Released: 2014-08-22

The Consumer Price Index (CPI) rose 2.1% in the 12 months to July, following a 2.4% increase in June.

Chart 1  Chart 1: The 12-month change in the Consumer Price Index - Description and data table
The 12-month change in the Consumer Price Index

Chart 1: The 12-month change in the Consumer Price Index - Description and data table

12-month change in the major components

Prices increased in all major components in the 12 months to July. Higher prices for shelter and food contributed the most to the rise in the CPI. At the same time, the transportation index led the deceleration in the CPI.

Chart 2  Chart 2: Prices increase in all major components - Description and data table
Prices increase in all major components

Chart 2: Prices increase in all major components - Description and data table

Shelter costs rose 3.0% in the 12 months to July, after advancing 2.9% in June. Natural gas prices increased 20.4% in July compared with the same month the previous year. Consumers also paid more for homeowners' home and mortgage insurance as well as property taxes on a year-over-year basis in July.

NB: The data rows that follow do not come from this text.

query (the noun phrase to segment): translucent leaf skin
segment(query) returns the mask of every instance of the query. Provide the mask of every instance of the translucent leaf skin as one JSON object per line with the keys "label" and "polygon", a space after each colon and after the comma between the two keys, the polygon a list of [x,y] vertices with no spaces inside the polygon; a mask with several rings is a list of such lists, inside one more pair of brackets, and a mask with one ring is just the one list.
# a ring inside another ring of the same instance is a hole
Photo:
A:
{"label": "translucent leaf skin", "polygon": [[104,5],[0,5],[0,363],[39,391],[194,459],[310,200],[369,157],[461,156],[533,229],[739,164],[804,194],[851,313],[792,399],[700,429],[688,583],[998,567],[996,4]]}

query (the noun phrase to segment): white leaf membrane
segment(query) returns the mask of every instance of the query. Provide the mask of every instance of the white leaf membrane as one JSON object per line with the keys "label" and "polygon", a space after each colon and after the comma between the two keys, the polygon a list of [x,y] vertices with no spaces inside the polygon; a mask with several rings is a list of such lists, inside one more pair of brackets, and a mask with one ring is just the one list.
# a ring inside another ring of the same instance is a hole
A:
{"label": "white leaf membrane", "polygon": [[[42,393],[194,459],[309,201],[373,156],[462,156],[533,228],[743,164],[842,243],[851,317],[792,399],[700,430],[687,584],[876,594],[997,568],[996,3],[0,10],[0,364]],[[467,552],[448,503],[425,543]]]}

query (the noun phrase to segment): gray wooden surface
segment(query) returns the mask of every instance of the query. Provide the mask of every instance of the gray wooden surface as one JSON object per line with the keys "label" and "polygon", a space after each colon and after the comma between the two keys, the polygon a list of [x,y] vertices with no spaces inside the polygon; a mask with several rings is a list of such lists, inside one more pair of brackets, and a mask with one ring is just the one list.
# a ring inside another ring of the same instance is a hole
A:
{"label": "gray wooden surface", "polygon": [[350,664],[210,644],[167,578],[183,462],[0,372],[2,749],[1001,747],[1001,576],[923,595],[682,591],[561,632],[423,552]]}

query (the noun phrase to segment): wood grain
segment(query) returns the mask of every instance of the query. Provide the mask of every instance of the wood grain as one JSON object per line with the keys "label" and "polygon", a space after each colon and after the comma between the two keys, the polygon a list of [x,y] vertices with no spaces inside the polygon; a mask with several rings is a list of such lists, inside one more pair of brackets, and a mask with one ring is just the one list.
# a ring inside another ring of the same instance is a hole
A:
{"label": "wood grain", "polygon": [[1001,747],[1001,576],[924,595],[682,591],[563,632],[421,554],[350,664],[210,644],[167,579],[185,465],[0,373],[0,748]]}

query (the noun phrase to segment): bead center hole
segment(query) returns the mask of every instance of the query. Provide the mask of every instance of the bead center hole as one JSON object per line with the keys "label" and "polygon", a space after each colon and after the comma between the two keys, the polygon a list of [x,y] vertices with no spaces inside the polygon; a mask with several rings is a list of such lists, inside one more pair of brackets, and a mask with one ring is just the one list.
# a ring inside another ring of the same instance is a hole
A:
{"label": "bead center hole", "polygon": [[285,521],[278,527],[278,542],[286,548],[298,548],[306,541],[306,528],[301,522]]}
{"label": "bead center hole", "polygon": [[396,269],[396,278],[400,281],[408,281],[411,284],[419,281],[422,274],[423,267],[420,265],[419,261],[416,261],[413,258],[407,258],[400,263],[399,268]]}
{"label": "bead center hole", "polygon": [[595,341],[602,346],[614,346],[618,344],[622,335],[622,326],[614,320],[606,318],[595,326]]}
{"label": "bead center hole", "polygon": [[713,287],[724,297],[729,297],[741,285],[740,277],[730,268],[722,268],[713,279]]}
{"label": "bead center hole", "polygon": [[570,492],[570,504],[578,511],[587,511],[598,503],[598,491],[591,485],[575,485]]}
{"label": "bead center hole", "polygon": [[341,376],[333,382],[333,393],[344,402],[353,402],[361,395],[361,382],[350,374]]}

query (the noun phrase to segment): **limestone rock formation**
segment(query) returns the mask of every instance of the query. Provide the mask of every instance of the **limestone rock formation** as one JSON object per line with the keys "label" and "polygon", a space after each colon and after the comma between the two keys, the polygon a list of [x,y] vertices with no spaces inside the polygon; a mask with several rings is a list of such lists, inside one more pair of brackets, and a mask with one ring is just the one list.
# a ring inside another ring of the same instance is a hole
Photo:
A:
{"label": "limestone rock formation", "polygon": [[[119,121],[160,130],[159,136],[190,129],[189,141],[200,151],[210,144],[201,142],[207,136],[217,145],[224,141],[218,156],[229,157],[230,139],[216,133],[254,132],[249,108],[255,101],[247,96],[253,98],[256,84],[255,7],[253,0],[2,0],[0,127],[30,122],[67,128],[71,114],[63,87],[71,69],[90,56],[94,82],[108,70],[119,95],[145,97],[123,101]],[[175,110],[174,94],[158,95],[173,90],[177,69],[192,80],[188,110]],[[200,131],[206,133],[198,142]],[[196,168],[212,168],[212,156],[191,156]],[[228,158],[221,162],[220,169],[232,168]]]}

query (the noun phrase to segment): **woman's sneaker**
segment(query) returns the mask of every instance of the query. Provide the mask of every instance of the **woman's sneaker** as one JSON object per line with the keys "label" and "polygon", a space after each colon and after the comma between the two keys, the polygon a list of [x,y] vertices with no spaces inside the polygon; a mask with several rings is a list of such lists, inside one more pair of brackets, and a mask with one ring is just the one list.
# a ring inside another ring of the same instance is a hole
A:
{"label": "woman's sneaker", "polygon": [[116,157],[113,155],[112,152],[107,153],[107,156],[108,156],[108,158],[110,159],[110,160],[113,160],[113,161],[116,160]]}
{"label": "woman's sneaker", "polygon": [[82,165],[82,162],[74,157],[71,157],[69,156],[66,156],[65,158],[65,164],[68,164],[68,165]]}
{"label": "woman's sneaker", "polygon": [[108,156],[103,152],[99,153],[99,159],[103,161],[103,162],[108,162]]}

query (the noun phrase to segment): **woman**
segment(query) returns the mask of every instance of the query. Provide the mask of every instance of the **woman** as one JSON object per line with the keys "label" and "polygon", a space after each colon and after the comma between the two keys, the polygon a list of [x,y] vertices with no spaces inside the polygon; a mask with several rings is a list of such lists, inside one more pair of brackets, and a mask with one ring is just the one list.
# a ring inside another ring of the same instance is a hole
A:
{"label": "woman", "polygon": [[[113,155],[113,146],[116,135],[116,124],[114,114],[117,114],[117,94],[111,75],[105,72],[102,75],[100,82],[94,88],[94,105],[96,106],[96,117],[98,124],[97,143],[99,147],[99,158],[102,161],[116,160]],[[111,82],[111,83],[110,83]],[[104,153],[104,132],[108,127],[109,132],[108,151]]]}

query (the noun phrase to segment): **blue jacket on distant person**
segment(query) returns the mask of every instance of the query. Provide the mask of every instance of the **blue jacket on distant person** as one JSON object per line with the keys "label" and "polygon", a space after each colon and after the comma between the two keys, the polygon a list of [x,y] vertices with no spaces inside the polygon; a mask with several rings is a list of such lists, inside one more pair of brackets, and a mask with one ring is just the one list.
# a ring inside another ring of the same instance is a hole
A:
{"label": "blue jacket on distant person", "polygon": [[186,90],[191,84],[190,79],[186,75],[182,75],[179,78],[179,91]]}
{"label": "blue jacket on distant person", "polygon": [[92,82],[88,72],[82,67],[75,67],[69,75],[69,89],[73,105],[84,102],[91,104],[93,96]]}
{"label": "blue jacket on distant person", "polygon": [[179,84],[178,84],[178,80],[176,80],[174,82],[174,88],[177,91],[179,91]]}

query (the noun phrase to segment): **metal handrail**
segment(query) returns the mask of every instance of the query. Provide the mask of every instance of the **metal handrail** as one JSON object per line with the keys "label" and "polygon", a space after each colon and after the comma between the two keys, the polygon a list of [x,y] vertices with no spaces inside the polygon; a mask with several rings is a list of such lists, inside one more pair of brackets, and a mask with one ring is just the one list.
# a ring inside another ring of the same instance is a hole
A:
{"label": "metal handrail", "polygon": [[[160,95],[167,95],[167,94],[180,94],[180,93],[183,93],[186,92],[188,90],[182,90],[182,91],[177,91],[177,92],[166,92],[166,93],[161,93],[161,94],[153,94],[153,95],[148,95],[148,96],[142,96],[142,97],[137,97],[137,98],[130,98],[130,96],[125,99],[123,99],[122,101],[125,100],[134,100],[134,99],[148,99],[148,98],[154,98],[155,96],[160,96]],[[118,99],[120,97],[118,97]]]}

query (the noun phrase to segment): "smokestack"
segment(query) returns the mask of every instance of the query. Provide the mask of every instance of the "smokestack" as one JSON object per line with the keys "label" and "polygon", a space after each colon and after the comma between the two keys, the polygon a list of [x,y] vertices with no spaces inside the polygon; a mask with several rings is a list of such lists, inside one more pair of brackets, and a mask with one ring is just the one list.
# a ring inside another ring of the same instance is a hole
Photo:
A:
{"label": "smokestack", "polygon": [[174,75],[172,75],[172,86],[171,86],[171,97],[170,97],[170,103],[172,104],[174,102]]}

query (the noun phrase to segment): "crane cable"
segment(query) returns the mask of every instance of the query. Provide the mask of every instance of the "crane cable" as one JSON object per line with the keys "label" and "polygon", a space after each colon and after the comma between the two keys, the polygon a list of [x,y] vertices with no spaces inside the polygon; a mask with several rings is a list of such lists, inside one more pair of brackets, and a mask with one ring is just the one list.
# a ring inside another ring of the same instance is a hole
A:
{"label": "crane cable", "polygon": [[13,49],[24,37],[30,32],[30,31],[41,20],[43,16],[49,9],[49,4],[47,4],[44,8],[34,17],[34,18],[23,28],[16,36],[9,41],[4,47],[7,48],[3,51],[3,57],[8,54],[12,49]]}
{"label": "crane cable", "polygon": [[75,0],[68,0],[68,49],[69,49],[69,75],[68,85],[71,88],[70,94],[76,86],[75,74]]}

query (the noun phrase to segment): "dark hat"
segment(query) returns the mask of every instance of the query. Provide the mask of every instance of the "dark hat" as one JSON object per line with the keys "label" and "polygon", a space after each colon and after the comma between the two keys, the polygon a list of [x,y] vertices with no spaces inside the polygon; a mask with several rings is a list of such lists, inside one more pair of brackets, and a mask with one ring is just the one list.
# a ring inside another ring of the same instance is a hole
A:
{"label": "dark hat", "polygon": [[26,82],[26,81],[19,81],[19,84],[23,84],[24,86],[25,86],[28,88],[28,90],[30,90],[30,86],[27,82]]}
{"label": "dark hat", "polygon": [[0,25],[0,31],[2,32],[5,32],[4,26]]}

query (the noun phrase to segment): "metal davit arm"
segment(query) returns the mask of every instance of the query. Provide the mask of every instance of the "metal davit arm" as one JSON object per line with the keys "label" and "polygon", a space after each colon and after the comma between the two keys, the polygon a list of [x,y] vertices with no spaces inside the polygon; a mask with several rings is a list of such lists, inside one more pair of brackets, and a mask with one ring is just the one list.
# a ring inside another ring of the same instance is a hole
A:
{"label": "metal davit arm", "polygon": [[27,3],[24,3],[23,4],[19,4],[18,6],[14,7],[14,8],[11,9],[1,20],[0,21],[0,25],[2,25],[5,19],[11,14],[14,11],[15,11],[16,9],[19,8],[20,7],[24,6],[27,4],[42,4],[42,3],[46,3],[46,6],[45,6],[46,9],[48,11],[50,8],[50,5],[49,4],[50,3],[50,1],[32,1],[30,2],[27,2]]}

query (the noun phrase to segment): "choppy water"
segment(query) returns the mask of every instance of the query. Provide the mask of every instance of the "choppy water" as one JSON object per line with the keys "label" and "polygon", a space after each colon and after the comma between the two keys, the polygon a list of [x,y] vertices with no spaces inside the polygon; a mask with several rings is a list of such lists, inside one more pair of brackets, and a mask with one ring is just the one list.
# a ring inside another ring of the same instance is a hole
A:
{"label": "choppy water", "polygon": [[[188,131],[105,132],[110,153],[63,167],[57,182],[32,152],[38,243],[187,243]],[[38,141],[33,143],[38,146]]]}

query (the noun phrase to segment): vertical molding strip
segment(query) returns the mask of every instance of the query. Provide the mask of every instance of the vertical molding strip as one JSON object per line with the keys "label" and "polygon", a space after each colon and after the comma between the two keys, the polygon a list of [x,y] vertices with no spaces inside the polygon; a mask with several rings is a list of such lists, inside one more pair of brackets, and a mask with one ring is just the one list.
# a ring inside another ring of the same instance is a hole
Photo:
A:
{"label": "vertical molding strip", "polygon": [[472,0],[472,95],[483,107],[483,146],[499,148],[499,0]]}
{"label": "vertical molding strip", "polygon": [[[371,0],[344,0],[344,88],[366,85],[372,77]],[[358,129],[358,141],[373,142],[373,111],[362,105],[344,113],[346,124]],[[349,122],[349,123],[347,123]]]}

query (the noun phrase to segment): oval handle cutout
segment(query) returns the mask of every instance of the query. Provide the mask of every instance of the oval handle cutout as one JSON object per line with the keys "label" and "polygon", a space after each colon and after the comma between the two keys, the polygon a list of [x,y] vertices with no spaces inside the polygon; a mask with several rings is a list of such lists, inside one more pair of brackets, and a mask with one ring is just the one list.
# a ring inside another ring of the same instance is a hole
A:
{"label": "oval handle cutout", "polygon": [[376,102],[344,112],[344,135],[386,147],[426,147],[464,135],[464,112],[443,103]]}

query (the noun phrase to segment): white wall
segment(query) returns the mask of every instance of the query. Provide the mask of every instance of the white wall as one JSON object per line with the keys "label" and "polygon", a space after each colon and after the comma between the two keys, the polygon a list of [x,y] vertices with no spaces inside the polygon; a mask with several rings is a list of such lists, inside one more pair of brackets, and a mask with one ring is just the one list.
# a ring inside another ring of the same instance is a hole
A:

Food prices increased 2.9% year over year in July, matching the rise in June. Prices for food purchased from stores rose 3.2% in the 12 months to July, led by higher prices for meat (+9.2%). Prices for fresh vegetables rose 7.5% on a year-over-year basis in July, after increasing 9.5% in June. On a month-to-month basis, prices for fresh vegetables fell 3.0% in July. Food purchased from restaurants cost 2.1% more in July compared with the same month a year earlier.

Transportation costs rose 1.3% on a year-over-year basis in July, a smaller gain than in June (+2.2%). Gasoline prices increased 2.1% in the 12 months to July, after rising 5.4% in June. On a monthly basis, consumers paid 1.9% less for gasoline, with prices falling more in Western Canada than in Eastern Canada. In addition, prices for the purchase of passenger vehicles rose 1.3% year over year in July, following a 1.6% increase in June.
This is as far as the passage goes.